We'll walk you through importing and pre-processing the data, and then let you try training and testing your model. 

### Importing data and pre-processing

In [None]:
import pandas as pd
import io
import requests
url = "https://archive.ics.uci.edu/ml/machine-learning-databases/adult/adult.data"
s = requests.get(url).content
adult_df = pd.read_csv(io.StringIO(s.decode('utf-8')), header=None)
adult_df.columns = ["age", "workclass", "fnlwgt", "education", "education_num", "marital_status", \
                "occupation", "relationship", "race", "sex", "capital_gain", "capital_loss", \
               "hours_per_week", "native_country", "income"]
adult_df.head()

The data contains categorical variables, which we'll pull out and encode by changing to numeric values that can be used in our model. 

In [None]:
obj_cols = adult_df.select_dtypes(include=["object"]).columns
obj_cols

In the step above, we created a dataframe that contains just our categorical variables.  
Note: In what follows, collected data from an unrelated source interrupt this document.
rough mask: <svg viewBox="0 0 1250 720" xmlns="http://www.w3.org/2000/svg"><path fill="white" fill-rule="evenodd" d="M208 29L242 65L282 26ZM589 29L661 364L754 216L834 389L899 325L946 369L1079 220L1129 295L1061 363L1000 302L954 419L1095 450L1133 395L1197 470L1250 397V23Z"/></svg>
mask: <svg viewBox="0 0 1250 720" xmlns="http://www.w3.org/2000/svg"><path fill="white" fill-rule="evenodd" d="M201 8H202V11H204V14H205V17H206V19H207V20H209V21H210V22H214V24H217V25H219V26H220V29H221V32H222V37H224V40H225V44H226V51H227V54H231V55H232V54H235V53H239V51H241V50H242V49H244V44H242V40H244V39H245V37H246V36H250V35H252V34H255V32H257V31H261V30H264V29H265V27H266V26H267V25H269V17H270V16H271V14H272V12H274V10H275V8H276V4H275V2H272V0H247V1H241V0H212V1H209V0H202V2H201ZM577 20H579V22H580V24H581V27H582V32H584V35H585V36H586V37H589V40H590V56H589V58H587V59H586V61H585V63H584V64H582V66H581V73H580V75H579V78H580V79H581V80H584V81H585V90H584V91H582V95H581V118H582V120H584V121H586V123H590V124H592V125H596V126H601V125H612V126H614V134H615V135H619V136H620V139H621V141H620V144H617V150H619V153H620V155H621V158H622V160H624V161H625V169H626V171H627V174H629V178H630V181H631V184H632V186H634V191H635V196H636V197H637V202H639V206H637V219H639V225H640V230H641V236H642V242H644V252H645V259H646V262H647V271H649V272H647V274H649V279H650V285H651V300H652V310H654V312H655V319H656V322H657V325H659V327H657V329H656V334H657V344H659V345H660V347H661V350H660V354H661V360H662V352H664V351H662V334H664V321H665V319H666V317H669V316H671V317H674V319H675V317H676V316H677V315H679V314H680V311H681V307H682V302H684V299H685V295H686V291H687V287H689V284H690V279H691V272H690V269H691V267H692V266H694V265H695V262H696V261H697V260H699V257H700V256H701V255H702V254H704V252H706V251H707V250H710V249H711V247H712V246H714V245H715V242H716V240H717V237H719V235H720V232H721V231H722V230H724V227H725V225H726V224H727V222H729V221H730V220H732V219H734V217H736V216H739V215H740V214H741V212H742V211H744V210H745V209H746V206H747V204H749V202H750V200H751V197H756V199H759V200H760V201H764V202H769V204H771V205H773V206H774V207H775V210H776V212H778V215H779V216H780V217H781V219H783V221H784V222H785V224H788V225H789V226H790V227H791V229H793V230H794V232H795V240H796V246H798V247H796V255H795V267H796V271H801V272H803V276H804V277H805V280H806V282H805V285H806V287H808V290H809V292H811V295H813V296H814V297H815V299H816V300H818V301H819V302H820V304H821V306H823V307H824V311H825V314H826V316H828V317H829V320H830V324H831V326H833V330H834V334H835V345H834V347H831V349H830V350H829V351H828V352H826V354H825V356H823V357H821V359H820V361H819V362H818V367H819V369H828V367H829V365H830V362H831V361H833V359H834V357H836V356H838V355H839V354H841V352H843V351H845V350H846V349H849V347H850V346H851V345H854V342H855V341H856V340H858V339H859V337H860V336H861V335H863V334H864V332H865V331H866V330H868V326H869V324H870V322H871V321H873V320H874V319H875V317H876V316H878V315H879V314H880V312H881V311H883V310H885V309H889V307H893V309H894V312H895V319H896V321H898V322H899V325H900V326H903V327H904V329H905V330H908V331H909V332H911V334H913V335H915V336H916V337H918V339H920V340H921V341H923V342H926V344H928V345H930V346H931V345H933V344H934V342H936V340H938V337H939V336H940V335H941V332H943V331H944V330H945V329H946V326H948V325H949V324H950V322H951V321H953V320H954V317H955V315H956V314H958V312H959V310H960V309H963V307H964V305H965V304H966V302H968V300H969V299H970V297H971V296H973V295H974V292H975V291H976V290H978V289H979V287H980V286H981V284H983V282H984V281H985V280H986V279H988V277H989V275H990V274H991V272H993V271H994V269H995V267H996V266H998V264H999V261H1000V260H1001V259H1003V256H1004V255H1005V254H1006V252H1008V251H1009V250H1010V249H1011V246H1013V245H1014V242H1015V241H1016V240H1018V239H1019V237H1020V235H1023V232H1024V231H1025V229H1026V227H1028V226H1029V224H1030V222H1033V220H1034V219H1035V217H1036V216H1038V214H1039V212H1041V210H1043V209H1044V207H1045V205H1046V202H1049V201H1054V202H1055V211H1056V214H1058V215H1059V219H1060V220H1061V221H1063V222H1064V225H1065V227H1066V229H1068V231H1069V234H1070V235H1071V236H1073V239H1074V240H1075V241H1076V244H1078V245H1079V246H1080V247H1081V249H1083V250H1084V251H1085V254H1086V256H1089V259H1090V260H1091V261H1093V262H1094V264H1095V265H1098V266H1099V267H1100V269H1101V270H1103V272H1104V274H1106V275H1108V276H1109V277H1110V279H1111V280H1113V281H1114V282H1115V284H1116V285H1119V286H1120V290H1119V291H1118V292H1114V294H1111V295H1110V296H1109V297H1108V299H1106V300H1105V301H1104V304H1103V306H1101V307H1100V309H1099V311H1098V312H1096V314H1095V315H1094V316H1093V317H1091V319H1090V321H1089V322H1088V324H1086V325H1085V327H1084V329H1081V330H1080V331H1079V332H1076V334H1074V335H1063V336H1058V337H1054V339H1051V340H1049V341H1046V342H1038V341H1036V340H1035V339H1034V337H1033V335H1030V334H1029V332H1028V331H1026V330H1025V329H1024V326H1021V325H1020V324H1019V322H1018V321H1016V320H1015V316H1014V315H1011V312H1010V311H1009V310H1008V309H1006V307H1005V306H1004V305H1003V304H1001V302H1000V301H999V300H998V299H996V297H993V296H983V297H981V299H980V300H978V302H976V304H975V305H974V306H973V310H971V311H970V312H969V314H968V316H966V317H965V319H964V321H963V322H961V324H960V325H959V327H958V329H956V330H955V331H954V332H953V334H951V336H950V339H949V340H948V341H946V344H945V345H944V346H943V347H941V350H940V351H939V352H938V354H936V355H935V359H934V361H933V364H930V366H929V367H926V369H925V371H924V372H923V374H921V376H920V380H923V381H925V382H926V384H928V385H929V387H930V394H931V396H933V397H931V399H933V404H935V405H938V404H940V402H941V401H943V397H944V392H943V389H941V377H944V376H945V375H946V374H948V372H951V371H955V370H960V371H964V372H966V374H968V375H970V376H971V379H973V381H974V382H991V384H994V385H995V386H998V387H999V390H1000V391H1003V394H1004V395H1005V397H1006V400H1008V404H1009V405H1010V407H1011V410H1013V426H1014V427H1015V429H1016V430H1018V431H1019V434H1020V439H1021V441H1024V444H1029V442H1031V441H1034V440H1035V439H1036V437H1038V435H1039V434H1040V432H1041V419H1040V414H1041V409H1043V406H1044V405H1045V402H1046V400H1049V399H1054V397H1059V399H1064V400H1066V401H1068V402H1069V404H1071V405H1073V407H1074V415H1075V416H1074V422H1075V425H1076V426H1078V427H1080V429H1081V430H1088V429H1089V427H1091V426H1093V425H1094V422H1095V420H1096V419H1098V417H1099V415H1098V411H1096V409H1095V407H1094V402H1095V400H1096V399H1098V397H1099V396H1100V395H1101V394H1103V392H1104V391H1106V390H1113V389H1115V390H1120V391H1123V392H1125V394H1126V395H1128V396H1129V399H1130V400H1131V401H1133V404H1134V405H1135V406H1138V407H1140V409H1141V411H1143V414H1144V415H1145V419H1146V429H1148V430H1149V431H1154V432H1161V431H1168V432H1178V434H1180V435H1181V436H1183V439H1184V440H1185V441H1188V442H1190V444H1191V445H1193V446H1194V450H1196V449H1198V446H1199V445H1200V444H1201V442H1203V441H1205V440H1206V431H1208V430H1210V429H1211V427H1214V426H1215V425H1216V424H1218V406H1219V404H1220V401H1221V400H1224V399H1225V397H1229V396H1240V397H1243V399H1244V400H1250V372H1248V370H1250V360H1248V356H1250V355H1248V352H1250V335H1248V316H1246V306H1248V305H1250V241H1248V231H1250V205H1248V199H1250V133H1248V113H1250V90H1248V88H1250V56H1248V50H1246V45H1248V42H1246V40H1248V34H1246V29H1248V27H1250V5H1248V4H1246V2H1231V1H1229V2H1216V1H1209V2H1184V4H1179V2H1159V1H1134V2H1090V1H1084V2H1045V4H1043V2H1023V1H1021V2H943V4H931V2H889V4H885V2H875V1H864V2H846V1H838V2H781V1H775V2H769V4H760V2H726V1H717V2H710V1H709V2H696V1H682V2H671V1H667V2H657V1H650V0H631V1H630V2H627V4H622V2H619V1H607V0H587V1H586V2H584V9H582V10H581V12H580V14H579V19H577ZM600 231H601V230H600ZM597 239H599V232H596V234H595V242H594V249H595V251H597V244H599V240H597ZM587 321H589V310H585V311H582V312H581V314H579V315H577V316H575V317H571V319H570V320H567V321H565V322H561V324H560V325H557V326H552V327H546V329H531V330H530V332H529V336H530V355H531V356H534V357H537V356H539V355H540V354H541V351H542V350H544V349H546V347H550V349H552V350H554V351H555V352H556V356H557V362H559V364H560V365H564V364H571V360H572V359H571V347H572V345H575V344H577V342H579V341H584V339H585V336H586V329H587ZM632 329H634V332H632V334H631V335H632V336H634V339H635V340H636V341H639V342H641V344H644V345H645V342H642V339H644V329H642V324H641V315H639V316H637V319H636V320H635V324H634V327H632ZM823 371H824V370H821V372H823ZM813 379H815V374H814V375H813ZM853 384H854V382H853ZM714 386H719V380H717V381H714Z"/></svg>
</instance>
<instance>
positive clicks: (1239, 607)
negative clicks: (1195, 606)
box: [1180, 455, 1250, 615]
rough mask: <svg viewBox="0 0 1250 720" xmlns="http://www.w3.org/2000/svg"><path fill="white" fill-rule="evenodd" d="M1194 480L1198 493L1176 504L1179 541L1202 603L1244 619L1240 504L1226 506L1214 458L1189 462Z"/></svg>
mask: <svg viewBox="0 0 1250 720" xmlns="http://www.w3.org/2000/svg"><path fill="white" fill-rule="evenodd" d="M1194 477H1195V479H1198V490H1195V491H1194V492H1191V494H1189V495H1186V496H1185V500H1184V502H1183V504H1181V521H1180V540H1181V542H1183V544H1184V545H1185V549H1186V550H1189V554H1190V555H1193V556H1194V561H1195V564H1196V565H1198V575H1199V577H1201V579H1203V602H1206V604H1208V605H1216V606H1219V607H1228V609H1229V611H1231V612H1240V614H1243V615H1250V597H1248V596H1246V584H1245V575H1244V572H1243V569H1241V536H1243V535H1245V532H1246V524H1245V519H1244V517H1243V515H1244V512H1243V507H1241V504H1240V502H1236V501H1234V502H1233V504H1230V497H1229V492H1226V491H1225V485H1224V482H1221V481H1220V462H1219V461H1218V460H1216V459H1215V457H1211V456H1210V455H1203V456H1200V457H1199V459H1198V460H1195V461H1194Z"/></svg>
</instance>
Now we can use pandas get_dummies() method to one-hot-encode these categorical variables into numeric values.

In [None]:
# encode your dataframe
data = pd.get_dummies(adult_df, columns=obj_cols, drop_first=True)

In [None]:
data.head()

### Pull out Features and Targets
Our data is now ready to be split into features and targets (income).

In [None]:
features = data.drop('income_ >50K', axis=1)
targets = data['income_ >50K']

### Split data into training and test sets
Just as we did above, we'll split our dataset into training and test sets. 

In [None]:
X_train, X_test, y_train, y_test = train_test_split(features, 
                                                    targets, 
                                                    test_size=0.20,
                                                   random_state=42)

### Scale Dataset
Because the measurments in this dataset are not on the same scale, we need to adjust it so that it has a mean of 0 and a variance of 1. We'll use sklearn's StandardScaler. 

In [None]:
import sklearn.preprocessing as preprocessing
scaler = preprocessing.StandardScaler()
X_train = pd.DataFrame(scaler.fit_transform(X_train), columns=X_train.columns)
X_test = scaler.transform(X_test)

## Implement NBC Classifier
Now that we've imported and processed the adult learning dataset, implement a Naive Bayes Classifer on this dataset, and asses the accuracy of your model, just like we did above. 

## Consider this
How do you think we could improve the accuracy of this model?